Riboj-Assisted Non-Repeated Sgrna Arrays for Enhanced Crispr Multiplex Genome Engineering

Abstract

CRISPR-based systems have revolutionized genome editing by enabling precise and efficient genetic modifications. However, achieving multiplex genome editing remains challenging due to limitations in encoding, transcribing, and processing multiple single-guide RNAs (sgRNAs) in repetitive DNA arrays. In this study, we present a novel approach with the RiboJ-aided Multiplexed Base Editing (RAMBE) system and its advanced iteration, the Non-Repetitive RAMBE (NR-RAMBE) system, designed for highly efficient and scalable multiplex genome engineering. The RAMBE system leverages RiboJ insulators to autonomously process sgRNA arrays, significantly enhancing sgRNA maturation and enabling simultaneous multi-gene editing.

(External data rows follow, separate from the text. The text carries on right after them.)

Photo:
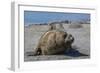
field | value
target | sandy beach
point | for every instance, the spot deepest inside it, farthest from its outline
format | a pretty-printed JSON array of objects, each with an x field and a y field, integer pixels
[{"x": 81, "y": 33}]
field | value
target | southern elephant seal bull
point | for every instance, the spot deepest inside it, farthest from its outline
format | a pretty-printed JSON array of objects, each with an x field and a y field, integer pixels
[{"x": 54, "y": 41}]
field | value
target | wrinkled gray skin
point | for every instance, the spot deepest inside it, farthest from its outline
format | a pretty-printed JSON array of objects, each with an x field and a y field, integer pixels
[{"x": 54, "y": 41}]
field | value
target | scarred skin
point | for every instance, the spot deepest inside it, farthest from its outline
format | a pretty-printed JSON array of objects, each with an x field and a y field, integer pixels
[{"x": 53, "y": 42}]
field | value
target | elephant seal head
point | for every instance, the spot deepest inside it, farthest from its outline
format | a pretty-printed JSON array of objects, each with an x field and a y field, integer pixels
[{"x": 54, "y": 41}]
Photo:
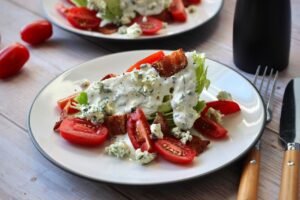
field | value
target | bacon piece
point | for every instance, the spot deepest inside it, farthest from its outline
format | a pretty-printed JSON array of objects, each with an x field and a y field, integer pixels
[
  {"x": 159, "y": 119},
  {"x": 198, "y": 144},
  {"x": 171, "y": 64},
  {"x": 116, "y": 124}
]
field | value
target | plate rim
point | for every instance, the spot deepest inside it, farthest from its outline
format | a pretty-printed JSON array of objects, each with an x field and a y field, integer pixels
[
  {"x": 104, "y": 37},
  {"x": 53, "y": 161}
]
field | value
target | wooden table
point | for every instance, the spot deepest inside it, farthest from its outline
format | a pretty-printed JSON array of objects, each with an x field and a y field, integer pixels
[{"x": 26, "y": 174}]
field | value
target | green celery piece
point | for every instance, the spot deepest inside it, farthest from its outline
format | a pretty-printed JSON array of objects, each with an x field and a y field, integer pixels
[
  {"x": 113, "y": 10},
  {"x": 201, "y": 73},
  {"x": 80, "y": 3},
  {"x": 82, "y": 98}
]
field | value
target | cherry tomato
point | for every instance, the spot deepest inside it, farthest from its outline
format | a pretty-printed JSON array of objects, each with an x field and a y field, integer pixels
[
  {"x": 174, "y": 151},
  {"x": 178, "y": 11},
  {"x": 68, "y": 104},
  {"x": 210, "y": 128},
  {"x": 149, "y": 25},
  {"x": 12, "y": 59},
  {"x": 82, "y": 132},
  {"x": 224, "y": 106},
  {"x": 37, "y": 32},
  {"x": 149, "y": 59},
  {"x": 83, "y": 18},
  {"x": 138, "y": 130}
]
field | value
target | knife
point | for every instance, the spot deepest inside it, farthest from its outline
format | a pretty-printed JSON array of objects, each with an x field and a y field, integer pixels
[{"x": 290, "y": 139}]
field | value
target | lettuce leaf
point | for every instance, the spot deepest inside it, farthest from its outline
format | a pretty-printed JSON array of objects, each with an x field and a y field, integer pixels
[
  {"x": 80, "y": 3},
  {"x": 201, "y": 72}
]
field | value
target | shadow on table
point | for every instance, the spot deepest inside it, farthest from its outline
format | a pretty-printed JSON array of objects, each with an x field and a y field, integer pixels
[{"x": 188, "y": 41}]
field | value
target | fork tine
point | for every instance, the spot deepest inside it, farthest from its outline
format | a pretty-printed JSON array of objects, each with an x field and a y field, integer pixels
[
  {"x": 256, "y": 75},
  {"x": 263, "y": 78}
]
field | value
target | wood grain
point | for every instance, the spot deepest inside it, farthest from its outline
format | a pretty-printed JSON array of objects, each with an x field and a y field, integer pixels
[{"x": 26, "y": 174}]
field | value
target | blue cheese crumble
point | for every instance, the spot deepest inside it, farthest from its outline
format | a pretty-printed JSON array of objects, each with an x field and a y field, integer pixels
[
  {"x": 118, "y": 149},
  {"x": 156, "y": 132},
  {"x": 183, "y": 136},
  {"x": 144, "y": 157}
]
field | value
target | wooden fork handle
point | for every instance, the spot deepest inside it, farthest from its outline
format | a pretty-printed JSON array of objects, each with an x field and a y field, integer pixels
[
  {"x": 250, "y": 176},
  {"x": 290, "y": 175}
]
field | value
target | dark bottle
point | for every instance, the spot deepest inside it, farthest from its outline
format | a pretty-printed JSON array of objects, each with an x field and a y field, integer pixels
[{"x": 261, "y": 34}]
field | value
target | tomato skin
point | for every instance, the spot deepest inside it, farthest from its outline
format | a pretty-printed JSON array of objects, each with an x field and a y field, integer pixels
[
  {"x": 166, "y": 148},
  {"x": 138, "y": 130},
  {"x": 12, "y": 59},
  {"x": 210, "y": 128},
  {"x": 82, "y": 18},
  {"x": 149, "y": 27},
  {"x": 149, "y": 59},
  {"x": 224, "y": 106},
  {"x": 37, "y": 32},
  {"x": 82, "y": 132},
  {"x": 178, "y": 11}
]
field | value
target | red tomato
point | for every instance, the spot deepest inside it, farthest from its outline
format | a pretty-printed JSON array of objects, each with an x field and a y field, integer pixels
[
  {"x": 178, "y": 11},
  {"x": 138, "y": 130},
  {"x": 68, "y": 104},
  {"x": 82, "y": 132},
  {"x": 83, "y": 18},
  {"x": 174, "y": 151},
  {"x": 224, "y": 106},
  {"x": 149, "y": 59},
  {"x": 37, "y": 32},
  {"x": 12, "y": 59},
  {"x": 210, "y": 128},
  {"x": 150, "y": 26}
]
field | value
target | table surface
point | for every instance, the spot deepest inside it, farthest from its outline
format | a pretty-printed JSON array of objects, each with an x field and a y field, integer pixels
[{"x": 26, "y": 174}]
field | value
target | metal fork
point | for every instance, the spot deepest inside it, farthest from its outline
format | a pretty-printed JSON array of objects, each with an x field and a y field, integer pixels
[{"x": 250, "y": 175}]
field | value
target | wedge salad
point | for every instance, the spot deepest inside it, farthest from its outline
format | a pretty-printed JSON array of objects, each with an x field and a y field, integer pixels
[
  {"x": 156, "y": 103},
  {"x": 132, "y": 18}
]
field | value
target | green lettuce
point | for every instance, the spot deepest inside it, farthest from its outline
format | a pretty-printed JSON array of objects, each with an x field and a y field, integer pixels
[
  {"x": 80, "y": 3},
  {"x": 201, "y": 72}
]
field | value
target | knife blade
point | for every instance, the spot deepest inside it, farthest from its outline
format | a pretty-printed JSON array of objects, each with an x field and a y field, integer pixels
[{"x": 290, "y": 139}]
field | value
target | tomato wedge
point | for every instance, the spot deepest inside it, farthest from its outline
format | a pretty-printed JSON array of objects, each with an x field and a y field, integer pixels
[
  {"x": 210, "y": 128},
  {"x": 150, "y": 26},
  {"x": 82, "y": 132},
  {"x": 138, "y": 130},
  {"x": 82, "y": 18},
  {"x": 68, "y": 104},
  {"x": 224, "y": 106},
  {"x": 178, "y": 11},
  {"x": 149, "y": 59},
  {"x": 174, "y": 151}
]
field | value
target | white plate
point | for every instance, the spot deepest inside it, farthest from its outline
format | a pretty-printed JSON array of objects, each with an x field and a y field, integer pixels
[
  {"x": 244, "y": 128},
  {"x": 205, "y": 11}
]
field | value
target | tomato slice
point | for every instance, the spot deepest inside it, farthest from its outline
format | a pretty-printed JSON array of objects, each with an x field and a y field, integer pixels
[
  {"x": 178, "y": 11},
  {"x": 138, "y": 130},
  {"x": 210, "y": 128},
  {"x": 149, "y": 25},
  {"x": 82, "y": 132},
  {"x": 174, "y": 151},
  {"x": 149, "y": 59},
  {"x": 83, "y": 18},
  {"x": 224, "y": 106}
]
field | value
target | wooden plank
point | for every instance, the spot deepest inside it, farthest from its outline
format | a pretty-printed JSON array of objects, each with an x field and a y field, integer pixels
[{"x": 26, "y": 174}]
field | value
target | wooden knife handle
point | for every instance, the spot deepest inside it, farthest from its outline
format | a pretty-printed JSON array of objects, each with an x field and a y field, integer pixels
[
  {"x": 290, "y": 175},
  {"x": 250, "y": 175}
]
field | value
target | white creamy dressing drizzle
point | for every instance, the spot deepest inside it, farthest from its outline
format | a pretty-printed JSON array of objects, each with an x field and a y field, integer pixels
[{"x": 145, "y": 89}]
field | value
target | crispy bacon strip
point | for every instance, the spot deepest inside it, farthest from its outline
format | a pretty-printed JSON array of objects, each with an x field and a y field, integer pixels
[
  {"x": 171, "y": 64},
  {"x": 159, "y": 119},
  {"x": 198, "y": 144},
  {"x": 116, "y": 124}
]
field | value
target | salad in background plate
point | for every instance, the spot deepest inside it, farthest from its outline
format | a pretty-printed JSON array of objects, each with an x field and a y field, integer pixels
[
  {"x": 155, "y": 103},
  {"x": 127, "y": 17}
]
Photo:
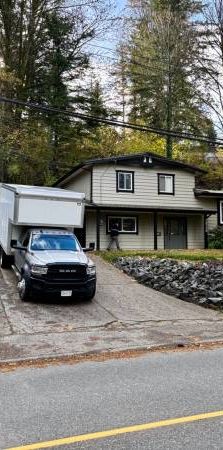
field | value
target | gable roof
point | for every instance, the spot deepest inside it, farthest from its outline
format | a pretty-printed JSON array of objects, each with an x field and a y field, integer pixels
[{"x": 152, "y": 159}]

We demonstrate its efficacy by achieving robust butyrate production and improved acetate utilization in Escherichia coli Nissle 1917 (EcN) through the efficient editing of up to six endogenous genes in a single step. Building on this foundation, the NR-RAMBE system incorporates diverse ribozymes and engineered non-repetitive sgRNA handles to address challenges associated with repetitive DNA sequences. This innovation achieves up to a 23-fold reduction in synthesis complexity of sgRNA arrays compared to RAMBE approaches, while maintaining comparable editing efficiencies. The NR-RAMBE system enables precise, simultaneous editing of multiple genomic loci without requiring labor-intensive assembly methods for sgRNA arrays, significantly broadening the scope of CRISPR multiplexing. These advancements collectively establish the NR-RAMBE system as a transformative tool for overcoming critical limitations in multiplex genome editing, paving the way for large-scale genomic engineering and its diverse applications.